Applying recommendation technology to database, especially for recommending queries, is an emerging and promising topic (Khoussainova et al., 2009; Chatzopoulou et al., 2009; Stefanidis et al., 2009). It is of particular relevance to the domain of multidimensional databases, where OLAP analysis is inherently tedious since the user has to navigate large datacubes to find valuable information, often having no idea on what her forthcoming queries should be. This is often the case in discovery-driven analysis (Sarawagi et al., 1998) where the user investigates a particular surprising drop or increase in the data.
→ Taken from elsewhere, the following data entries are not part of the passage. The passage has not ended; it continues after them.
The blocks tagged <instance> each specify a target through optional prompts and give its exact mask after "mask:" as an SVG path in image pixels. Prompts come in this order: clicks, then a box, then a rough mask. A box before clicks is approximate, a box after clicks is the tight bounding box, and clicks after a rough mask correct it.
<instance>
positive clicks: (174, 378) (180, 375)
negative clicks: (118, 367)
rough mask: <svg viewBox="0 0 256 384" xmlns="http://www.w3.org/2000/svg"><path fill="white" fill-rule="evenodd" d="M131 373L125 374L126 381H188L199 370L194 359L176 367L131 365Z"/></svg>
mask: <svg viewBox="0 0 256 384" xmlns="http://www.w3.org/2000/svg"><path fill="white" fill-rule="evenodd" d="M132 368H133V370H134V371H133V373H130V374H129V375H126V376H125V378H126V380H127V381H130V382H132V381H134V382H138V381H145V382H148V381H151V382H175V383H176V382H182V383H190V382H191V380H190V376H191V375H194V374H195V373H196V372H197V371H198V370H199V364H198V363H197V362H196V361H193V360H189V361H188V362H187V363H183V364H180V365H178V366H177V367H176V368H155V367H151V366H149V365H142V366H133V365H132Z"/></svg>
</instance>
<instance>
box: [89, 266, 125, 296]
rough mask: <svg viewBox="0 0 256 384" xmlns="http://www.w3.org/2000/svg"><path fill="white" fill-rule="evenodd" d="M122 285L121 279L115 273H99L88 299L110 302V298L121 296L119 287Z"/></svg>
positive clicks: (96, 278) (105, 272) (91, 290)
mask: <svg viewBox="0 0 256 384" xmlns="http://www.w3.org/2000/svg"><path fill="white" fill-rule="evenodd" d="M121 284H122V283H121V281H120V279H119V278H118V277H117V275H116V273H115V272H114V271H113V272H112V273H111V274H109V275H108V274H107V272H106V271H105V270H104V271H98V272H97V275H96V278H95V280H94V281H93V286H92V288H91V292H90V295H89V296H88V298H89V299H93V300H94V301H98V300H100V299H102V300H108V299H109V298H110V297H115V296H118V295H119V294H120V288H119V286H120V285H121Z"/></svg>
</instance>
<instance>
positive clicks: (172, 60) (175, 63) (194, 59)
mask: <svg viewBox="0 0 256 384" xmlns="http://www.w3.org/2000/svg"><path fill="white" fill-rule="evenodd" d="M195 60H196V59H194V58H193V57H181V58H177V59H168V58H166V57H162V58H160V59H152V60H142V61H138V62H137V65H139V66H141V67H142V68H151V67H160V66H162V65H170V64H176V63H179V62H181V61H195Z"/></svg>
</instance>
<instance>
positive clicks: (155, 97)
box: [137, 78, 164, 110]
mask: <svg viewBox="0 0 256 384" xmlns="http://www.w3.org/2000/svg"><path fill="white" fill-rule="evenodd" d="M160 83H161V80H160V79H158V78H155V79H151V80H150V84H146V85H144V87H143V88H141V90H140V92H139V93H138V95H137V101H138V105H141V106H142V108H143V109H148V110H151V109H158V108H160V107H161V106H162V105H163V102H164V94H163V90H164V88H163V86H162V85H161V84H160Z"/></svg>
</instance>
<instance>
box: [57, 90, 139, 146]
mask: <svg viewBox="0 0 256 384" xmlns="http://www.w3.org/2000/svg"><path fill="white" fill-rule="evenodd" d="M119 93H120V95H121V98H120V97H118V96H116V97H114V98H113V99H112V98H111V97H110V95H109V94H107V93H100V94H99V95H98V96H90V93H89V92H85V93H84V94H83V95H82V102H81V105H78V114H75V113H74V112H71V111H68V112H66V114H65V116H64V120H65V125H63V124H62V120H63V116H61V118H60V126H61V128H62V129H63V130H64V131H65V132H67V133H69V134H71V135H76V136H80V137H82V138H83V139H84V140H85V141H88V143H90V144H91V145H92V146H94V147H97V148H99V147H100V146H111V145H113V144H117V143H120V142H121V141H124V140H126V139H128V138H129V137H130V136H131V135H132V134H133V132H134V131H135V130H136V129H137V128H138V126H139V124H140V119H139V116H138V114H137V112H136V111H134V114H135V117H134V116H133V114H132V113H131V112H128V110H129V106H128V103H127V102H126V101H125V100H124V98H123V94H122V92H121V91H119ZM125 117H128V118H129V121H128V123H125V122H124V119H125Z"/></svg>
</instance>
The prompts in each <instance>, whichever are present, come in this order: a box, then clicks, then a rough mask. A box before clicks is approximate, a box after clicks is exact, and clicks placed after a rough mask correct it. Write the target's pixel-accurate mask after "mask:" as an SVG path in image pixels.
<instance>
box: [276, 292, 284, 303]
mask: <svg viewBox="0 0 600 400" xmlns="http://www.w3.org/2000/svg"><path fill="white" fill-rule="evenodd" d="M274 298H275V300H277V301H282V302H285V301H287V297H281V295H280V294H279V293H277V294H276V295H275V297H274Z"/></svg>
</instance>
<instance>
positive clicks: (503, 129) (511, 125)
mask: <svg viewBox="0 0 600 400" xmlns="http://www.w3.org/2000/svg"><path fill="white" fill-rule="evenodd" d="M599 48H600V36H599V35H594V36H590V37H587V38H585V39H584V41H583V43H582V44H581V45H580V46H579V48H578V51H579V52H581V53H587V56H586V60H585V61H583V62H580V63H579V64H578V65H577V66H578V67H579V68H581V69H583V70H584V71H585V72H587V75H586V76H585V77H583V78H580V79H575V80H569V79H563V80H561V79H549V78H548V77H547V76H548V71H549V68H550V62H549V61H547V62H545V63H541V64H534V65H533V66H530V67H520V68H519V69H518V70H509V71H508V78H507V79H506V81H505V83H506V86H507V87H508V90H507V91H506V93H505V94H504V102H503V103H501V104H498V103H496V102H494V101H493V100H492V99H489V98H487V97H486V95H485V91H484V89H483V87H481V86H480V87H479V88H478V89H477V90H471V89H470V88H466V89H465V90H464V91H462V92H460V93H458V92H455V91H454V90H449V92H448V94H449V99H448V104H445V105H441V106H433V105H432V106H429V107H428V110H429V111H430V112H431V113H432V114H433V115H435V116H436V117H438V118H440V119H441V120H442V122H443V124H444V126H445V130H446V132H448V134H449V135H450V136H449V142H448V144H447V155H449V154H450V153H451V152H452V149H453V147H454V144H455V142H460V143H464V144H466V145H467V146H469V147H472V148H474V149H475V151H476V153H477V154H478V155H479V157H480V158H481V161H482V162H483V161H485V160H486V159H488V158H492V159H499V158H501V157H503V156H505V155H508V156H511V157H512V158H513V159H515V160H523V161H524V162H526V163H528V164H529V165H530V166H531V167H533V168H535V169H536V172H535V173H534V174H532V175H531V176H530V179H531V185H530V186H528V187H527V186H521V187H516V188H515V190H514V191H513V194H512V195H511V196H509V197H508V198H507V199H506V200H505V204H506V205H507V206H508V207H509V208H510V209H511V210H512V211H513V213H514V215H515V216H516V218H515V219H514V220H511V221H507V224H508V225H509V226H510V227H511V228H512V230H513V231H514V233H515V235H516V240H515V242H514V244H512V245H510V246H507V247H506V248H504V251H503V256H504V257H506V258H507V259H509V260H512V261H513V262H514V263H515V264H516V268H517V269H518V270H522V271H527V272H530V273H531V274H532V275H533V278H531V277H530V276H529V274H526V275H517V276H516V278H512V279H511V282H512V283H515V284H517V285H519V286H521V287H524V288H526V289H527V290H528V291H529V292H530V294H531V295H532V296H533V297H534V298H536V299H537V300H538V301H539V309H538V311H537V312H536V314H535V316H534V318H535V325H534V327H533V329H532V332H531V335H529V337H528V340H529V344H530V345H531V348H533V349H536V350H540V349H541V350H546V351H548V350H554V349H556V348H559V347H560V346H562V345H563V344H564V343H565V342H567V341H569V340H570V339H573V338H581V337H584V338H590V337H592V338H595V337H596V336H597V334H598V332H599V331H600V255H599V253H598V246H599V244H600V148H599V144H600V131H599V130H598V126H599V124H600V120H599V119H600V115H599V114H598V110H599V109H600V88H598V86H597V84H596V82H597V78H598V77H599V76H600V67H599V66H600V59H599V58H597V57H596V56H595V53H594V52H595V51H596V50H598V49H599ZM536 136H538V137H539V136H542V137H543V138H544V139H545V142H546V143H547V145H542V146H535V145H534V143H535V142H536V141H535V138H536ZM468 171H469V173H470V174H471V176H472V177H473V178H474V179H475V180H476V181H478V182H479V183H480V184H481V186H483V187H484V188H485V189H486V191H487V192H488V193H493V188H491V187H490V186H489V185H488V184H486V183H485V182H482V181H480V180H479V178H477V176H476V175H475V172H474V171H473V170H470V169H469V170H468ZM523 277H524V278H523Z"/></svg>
In our earlier works (Giacometti et al., 2008, 2009a) we proposed to adapt techniques stemming from collaborative filtering to recommend OLAP queries to the user. The basic idea is to compute a similarity between the current user’s sequence of queries (a session) and the former sequences of queries logged by the server. In these works, similarity between sessions is only based on the query text, irrespective of the query results. In this present article, to take into consideration what the users were looking for, we leverage query results to compute recommendations. Our approach is inspired by what is done in web search and e-commerce applications (Parikh et al., 2008) where inferred properties of former sessions are used to support the current session.
The present work improves on Giacometti et al. (2009b), where we proposed a framework tailored for recommending queries in the context of discovery driven analysis of OLAP cubes. The basic idea is to infer, for every former session on the OLAP system, what the user was investigating. As it is the case in discovery-driven analysis, this has the form of a pair of cells showing a significant unexpected difference in the data. We proposed a framework for detecting in the log of an OLAP server such pairs, arranging them into a specialisation relation, and recording per session the queries at various levels of detail that contain the pairs detected. During subsequent analyses, if a difference is found that was investigated in a former session, then the discoveries of this former session are suggested to the current user.
The goal of the present paper is to demonstrate the validity of this approach for recommending query in the particular context of discovery-driven analysis of OLAP cubes. To this end, we extend the work of Giacometti et al. (2009b) in the following ways: First the framework has been slightly changed to better take into account sessions investigating the same difference pair. This means that discoveries are no more recorded only for a particular session but can span across sessions. Second, the framework has been implemented and we undertook a few experiments to assess the effectiveness and the efficiency of our approach. Finally, we propose a dedicated architecture for implementing the approach beyond a prototypical setting.
This paper is organized as follows. The section discusses our approach with a simple yet realistic example. The third section reviews related work. Preliminary definitions on OLAP data model and query model are recalled in the fourth section. The framework of our recommender system is formally presented in the fifth section, and the algorithms are presented in the sixth section. In these sections, the example given in the second section is used as a running example to illustrate the framework. The seventh section introduces our prototypical implementation of the framework, and the eighth section presents some preliminary experiments. Finally, before concluding, we briefly discuss the feasibility of our approach in a real context and propose an architecture thereof.